Résumé : la compagnie Prentout-Leblond, armateur de Rouen, opérait un navire à propulsion mixte transportant du pétrole entre la France et les États-Unis. Elle décide de faire construire un nouveau navire, encore plus grand que le France I armé par la compagnie française Bordes. Le France II, construit dans les chantiers de la Gironde et notamment destiné à transporter du nickel pour les ateliers d’orfèvrerie Christofle, va effectuer son premier voyage qui le conduira en Nouvelle-Calédonie. Ce sera le début des soucis.
La vie, à bord du mastodonte, est luxueuse. Chaque jour, la TSF donne des nouvelles du monde entier. Bien sûr, comme on peut s’en douter, la nourriture est aussi abondante et aussi soignée que dans les meilleurs hôtels.

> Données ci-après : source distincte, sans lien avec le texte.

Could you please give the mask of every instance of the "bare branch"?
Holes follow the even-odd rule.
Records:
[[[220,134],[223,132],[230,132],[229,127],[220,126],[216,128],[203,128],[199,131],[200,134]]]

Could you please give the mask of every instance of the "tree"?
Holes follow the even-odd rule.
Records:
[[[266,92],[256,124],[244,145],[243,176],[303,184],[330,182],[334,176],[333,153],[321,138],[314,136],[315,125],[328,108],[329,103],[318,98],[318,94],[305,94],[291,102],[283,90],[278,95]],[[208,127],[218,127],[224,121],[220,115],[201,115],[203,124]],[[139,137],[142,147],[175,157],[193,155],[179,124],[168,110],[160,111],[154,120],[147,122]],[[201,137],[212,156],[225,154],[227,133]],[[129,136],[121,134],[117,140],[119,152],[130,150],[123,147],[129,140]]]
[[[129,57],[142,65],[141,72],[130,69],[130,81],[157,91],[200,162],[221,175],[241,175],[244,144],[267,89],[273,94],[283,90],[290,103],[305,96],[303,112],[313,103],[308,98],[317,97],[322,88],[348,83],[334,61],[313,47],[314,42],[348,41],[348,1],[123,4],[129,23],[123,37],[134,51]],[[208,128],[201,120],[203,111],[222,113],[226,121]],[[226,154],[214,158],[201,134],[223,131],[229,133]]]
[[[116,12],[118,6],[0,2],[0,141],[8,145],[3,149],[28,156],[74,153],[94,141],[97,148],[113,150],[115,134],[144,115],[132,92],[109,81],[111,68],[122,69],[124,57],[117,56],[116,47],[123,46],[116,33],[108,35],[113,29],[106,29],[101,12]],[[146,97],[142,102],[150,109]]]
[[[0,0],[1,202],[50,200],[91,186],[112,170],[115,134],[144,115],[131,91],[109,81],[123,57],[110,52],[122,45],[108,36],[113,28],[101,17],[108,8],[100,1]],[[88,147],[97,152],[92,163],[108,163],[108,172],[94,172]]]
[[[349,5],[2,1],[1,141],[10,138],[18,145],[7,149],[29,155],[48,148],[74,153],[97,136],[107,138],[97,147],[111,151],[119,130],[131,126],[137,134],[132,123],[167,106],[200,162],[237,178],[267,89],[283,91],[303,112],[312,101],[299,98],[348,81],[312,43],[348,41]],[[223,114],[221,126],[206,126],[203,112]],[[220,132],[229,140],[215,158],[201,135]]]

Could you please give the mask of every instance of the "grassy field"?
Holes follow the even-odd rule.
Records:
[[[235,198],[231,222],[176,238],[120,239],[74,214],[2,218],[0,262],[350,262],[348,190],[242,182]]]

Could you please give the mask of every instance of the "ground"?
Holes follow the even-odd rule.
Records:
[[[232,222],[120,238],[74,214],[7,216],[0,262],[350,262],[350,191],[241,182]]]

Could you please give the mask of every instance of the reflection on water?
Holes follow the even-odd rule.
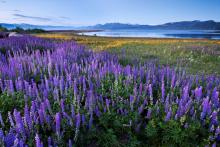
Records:
[[[81,33],[82,34],[82,33]],[[104,30],[83,33],[89,36],[149,37],[149,38],[206,38],[220,39],[220,31],[210,30]]]

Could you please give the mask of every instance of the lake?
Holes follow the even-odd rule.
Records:
[[[103,30],[83,32],[80,35],[106,37],[148,37],[148,38],[200,38],[220,39],[220,31],[210,30]]]

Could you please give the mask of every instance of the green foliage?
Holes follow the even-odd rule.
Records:
[[[0,32],[7,32],[8,29],[0,25]]]
[[[0,94],[0,111],[3,118],[6,118],[7,113],[13,112],[14,109],[23,111],[25,106],[24,95],[22,93],[14,93],[9,95],[7,93]]]
[[[205,146],[208,144],[208,131],[199,122],[190,123],[187,128],[180,122],[152,119],[145,128],[144,137],[152,146]],[[205,140],[206,138],[207,140]]]
[[[43,30],[43,29],[27,29],[26,31],[25,31],[26,33],[45,33],[46,31],[45,30]]]
[[[12,32],[17,32],[17,33],[28,33],[28,34],[31,34],[31,33],[45,33],[46,31],[43,30],[43,29],[23,29],[23,28],[20,28],[20,27],[16,27],[15,29],[12,29],[11,30]]]
[[[15,29],[12,29],[11,31],[16,32],[16,33],[24,33],[25,32],[25,30],[20,27],[16,27]]]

Enfin, détail extraordinaire, les salles de bain sont pourvues d’appareils modernes permettant l’hydrothérapie la plus complète. C’était l’embryon de la thalassothérapie bien avant l’heure !
Le Commandant Charcot, Président d’Honneur du Yacht Club de France, va d’ailleurs délivrer au France II le prestigieux Grand Guidon de la Ligue Maritime Française.
Nous sommes en 1913. Sorti fièrement des chantiers navals de la Gironde, le France II appareille pour Glasgow afin de faire le plein de coke et de charbon, puis en novembre, entreprend sa première croisière autour du monde.
La France a trop souvent boudé ses génies ou ses grands entrepreneurs. Ainsi ce premier départ du France II pour Glasgow passe pratiquement inaperçu. Louis Lacroix, le grand historien de la marine française, s’en désole alors qu’il est émerveillé par le France II, « le plus beau spécimen de ce qui avait été fait jusqu’alors » écrit-il. Et pourtant, poursuit l’historien, « les pouvoirs publics semblent se désintéresser de la marine marchande à laquelle ils ne comprennent que peu de choses. Ils oublient que la prospérité et la grandeur d’un pays sont faites des entreprises particulières de chacun de ses enfants ».
LE PREMIER VOYAGE DU FRANCE II POUR GLASGOW,
PUIS LA NOUVELLE-CALÉDONIEA Glasgow, en Ecosse, en revanche, l’admiration est unanime. Et ce 25 novembre 1913, c’est au milieu d’une foule émerveillée qu’après avoir fait le plein de passagers, le plus grand de tous les voiliers gonfle sa gigantesque voilure et prend le cap de la Nouvelle-Calédonie. Il n’y a à bord que 45 hommes d’équipage, mais le navire est facile à manœuvrer. Ses qualités nautiques sont superbes.
Après 92 jours de mer, les côtes de la Nouvelle-Calédonie sont atteintes. Le pari fou de Henri-Victor Prentout-Leblond est gagné. Mais bientôt, la première guerre mondiale va éclater. Le trafic maritime va être bouleversé. Pourtant, le nickel devient un minerai particulièrement stratégique pour la fabrication des armes. Cette période sera lourde de conséquence pour le plus grand voilier du monde.